Perhaps it shouldn't be surprising that I find something intensely personal in A New Brain. As William Finn wrote the show, he was, as least in part, chronicling his own experience with a life-threatening neurological condition, and he completed many of its songs shortly after leaving the hospital. The songs themselves are moving and hilarious and sometimes both, by turns as sourly sarcastic as a bite on the tongue and as intimate as a late-night confession.

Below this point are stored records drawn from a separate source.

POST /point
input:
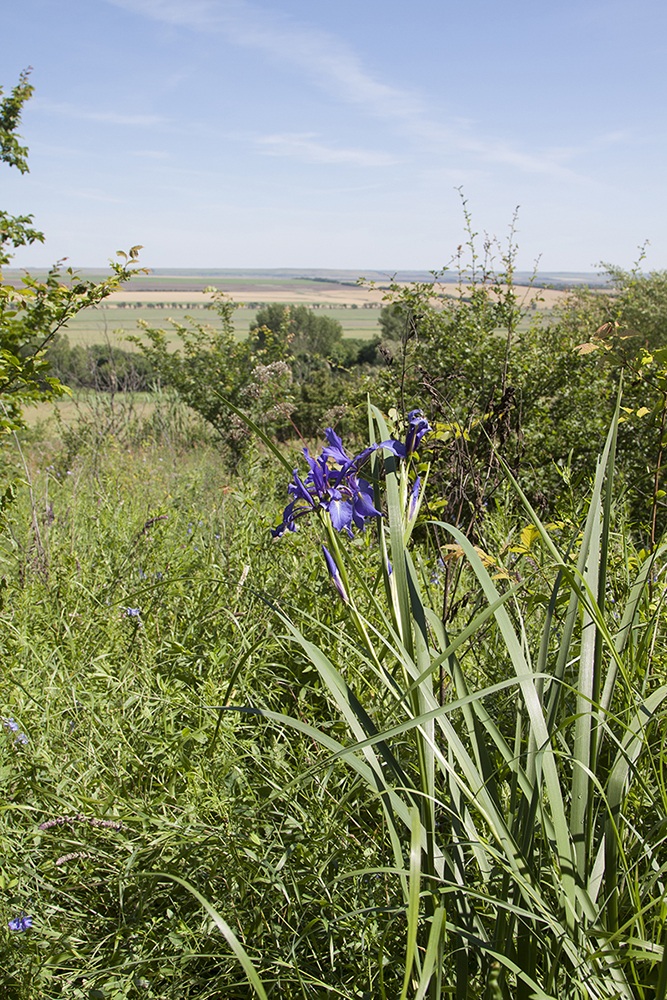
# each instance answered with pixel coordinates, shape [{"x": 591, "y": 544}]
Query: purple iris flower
[
  {"x": 22, "y": 923},
  {"x": 14, "y": 727},
  {"x": 347, "y": 499}
]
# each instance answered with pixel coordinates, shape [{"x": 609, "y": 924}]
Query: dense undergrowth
[{"x": 163, "y": 845}]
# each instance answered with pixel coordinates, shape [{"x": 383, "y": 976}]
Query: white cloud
[
  {"x": 334, "y": 66},
  {"x": 108, "y": 117},
  {"x": 305, "y": 146}
]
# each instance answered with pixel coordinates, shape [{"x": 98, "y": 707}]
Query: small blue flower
[
  {"x": 22, "y": 923},
  {"x": 414, "y": 497},
  {"x": 13, "y": 727},
  {"x": 347, "y": 499}
]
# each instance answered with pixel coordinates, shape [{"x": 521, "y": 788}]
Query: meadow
[{"x": 394, "y": 731}]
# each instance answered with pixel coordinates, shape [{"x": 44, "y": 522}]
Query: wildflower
[
  {"x": 22, "y": 923},
  {"x": 347, "y": 498},
  {"x": 13, "y": 727},
  {"x": 335, "y": 574}
]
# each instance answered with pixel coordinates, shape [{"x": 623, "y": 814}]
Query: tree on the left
[{"x": 33, "y": 312}]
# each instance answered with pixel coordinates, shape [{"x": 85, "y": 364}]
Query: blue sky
[{"x": 226, "y": 133}]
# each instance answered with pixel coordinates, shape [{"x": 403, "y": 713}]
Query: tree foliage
[{"x": 32, "y": 313}]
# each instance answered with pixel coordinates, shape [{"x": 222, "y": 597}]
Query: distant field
[{"x": 95, "y": 326}]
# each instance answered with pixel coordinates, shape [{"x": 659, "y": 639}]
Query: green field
[{"x": 94, "y": 326}]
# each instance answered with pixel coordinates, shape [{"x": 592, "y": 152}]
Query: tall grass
[
  {"x": 527, "y": 845},
  {"x": 400, "y": 809}
]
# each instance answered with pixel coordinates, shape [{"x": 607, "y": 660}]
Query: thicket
[{"x": 414, "y": 748}]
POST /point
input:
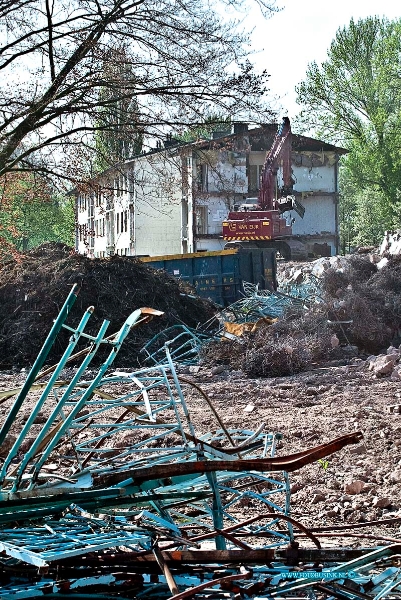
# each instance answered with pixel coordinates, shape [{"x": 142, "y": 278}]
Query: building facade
[{"x": 174, "y": 199}]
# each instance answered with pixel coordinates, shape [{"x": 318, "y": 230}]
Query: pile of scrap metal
[
  {"x": 257, "y": 308},
  {"x": 107, "y": 490}
]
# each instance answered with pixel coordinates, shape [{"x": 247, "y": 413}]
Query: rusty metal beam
[{"x": 289, "y": 463}]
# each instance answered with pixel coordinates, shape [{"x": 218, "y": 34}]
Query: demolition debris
[{"x": 116, "y": 492}]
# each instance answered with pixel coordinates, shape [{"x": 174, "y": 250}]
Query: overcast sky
[{"x": 302, "y": 32}]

As the show progresses, that intimacy grows deeper. We move from the world outside Gordon to the world within him, and the marvelous irony is that the deeper we go into Gordon's head, the less individual our journey becomes. There's a line in there somewhere, a line between the surreal and the subconscious, the personal and the universal – and as Gordon crosses it, we follow him. We need never have been where Gordon is to feel what he feels: the fear of death, the love of friends and family, the deep, burning desire to leave our mark on the world before we must leave the world forever.
We make it back, of course. We cannot live in that twilight world any more than Gordon can, but going there with him reminds us that we are not as different as we think. And when he comes back to the world he left, we see it with him – with all the beauty and freshness of a first spring and a second chance.